2. Environment Prerequisites

  • Spark: Managed Service for Apache Spark Serverless (Runtime 3.0+ recommended) with the Spark BigQuery Connector pre-bundled.
  • BigQuery: bigframes Python package installed.

3. Agent Execution Guidelines (System Prompts)

When generating data loading or exploration code:

  1. Never export to GCS first: Do not write code that exports BigQuery tables to GCS as CSV/Avro/Parquet before loading them into Spark or Pandas.
  2. Use BigQuery Storage API: Ensure Spark reads use the "bigquery" format, which utilizes the high-speed BigQuery Storage Read API.
  3. Use BigFrames for BQ: Ensure BigQuery-centric pipelines use bigframes.pandas.read_gbq to create references to the tables.

4. Opinionated Code Patterns

A. Spark-Centric Zero-Copy Load

Use the Spark-BigQuery connector to load tables directly.

# Load BigQuery table directly into Spark DataFrame
users_df = (
    spark.read.format("bigquery")
    .option("table", "bigquery-public-data.thelook_ecommerce.users")
    .load()
)

# Create temporary view for Spark SQL queries
users_df.createOrReplaceTempView("users")

B. BigQuery-Centric Zero-Copy Load

Use BigQuery DataFrames to create a virtual DataFrame.

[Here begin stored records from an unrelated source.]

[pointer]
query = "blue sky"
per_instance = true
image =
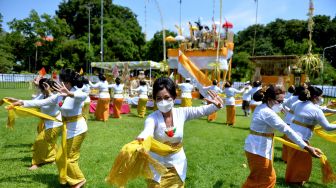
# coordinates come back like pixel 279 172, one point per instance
pixel 240 12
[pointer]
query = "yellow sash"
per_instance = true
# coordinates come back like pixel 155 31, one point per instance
pixel 328 175
pixel 61 156
pixel 133 161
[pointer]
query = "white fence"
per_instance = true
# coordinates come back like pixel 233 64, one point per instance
pixel 10 81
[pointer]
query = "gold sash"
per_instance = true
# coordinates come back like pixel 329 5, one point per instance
pixel 311 127
pixel 269 135
pixel 327 173
pixel 134 161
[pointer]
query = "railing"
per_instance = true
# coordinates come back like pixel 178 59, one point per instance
pixel 13 81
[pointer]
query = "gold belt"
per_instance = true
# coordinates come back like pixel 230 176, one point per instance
pixel 174 145
pixel 72 118
pixel 311 127
pixel 269 135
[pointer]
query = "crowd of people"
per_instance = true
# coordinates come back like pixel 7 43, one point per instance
pixel 67 101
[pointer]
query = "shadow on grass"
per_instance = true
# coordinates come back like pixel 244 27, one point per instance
pixel 17 145
pixel 51 180
pixel 278 159
pixel 242 128
pixel 133 115
pixel 278 148
pixel 218 184
pixel 281 181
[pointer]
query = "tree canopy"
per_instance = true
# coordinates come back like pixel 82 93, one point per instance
pixel 62 40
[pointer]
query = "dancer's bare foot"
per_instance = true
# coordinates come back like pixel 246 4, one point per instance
pixel 33 167
pixel 79 185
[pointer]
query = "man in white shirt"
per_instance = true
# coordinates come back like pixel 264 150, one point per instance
pixel 246 98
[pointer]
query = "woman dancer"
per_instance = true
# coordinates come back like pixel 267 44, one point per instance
pixel 259 143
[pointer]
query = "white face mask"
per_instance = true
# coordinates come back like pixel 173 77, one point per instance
pixel 165 105
pixel 277 108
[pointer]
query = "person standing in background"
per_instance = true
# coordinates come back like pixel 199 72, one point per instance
pixel 259 143
pixel 246 98
pixel 216 89
pixel 256 85
pixel 118 97
pixel 230 103
pixel 44 147
pixel 86 89
pixel 143 98
pixel 307 114
pixel 103 105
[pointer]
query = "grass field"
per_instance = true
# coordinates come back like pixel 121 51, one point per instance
pixel 214 151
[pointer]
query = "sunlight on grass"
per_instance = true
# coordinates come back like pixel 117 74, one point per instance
pixel 214 151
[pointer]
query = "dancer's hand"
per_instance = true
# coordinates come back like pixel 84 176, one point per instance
pixel 216 100
pixel 315 152
pixel 11 99
pixel 140 140
pixel 36 80
pixel 60 88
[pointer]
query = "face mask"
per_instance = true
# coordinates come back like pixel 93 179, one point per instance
pixel 165 105
pixel 277 108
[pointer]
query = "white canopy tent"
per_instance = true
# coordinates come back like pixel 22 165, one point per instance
pixel 132 65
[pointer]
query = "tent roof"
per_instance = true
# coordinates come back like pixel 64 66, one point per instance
pixel 131 64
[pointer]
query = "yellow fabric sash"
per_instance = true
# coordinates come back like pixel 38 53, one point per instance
pixel 327 136
pixel 134 161
pixel 61 155
pixel 328 175
pixel 12 110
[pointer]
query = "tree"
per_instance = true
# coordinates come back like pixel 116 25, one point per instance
pixel 154 48
pixel 123 39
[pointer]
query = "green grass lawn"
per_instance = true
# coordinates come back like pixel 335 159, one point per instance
pixel 215 152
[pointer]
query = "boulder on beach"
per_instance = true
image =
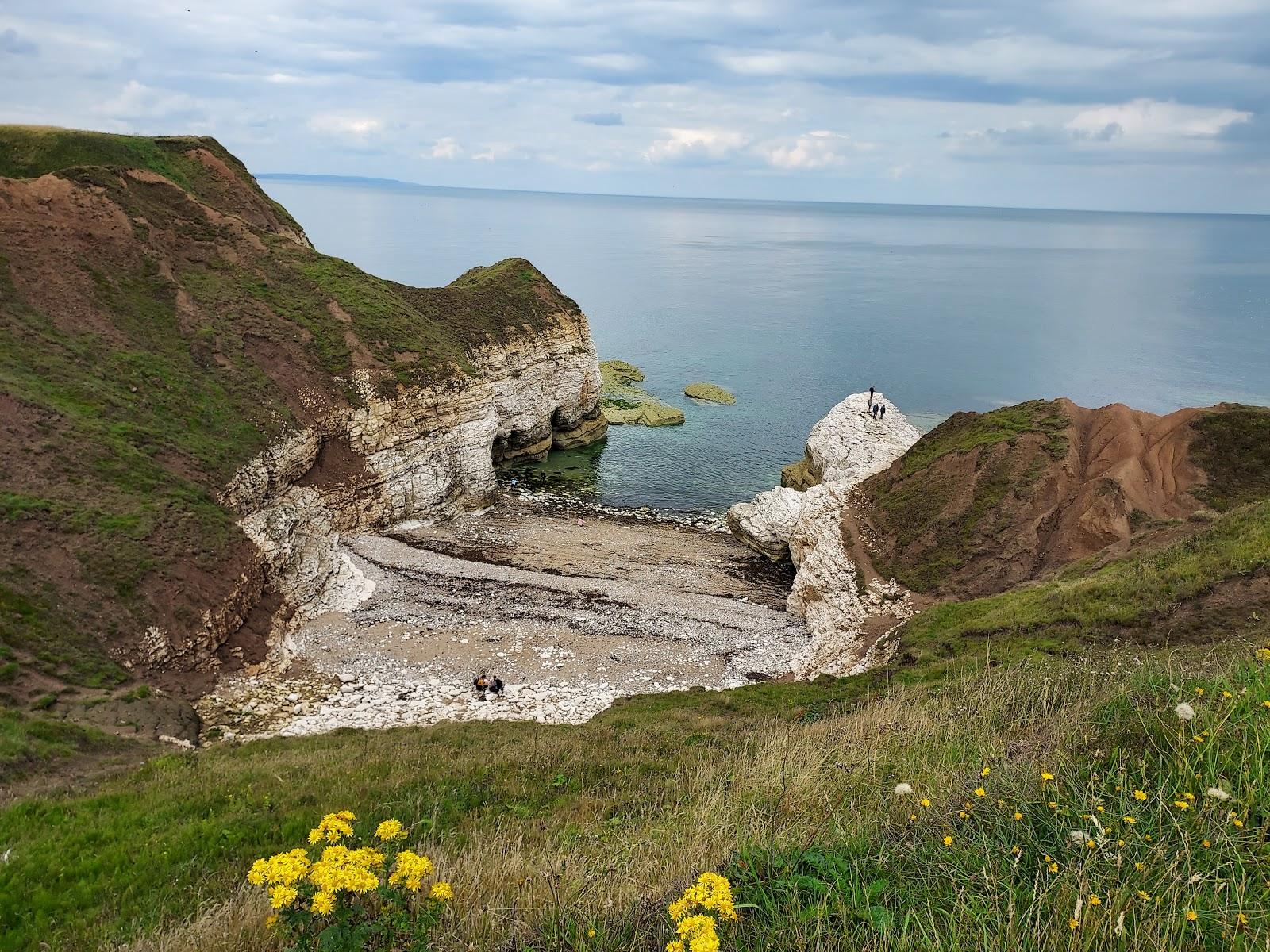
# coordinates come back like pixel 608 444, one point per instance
pixel 709 393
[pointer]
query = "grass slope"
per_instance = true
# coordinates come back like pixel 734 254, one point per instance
pixel 660 787
pixel 143 374
pixel 1130 598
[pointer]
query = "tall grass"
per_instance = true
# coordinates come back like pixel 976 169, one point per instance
pixel 803 816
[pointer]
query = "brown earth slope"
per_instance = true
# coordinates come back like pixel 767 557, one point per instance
pixel 160 321
pixel 988 501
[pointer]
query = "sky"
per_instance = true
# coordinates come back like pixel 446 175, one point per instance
pixel 1118 105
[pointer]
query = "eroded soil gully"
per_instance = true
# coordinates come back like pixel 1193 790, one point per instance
pixel 569 616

import bigframes.pandas as bpd

# Configure BigQuery DataFrames global options
bpd.options.bigquery.project = PROJECT_ID
bpd.options.bigquery.location = "US"  # Or your dataset location

# Load table reference (zero data movement)
users_df = bpd.read_gbq("bigquery-public-data.thelook_ecommerce.users")

5. Verification Checklist

  • No GCS Export: Verify the code does not contain bq extract or GCS export steps before loading.
  • Spark Format: Ensure the Spark read format is explicitly "bigquery".
  • BigFrames Config: Ensure bpd.options.bigquery.project is set before calling read_gbq.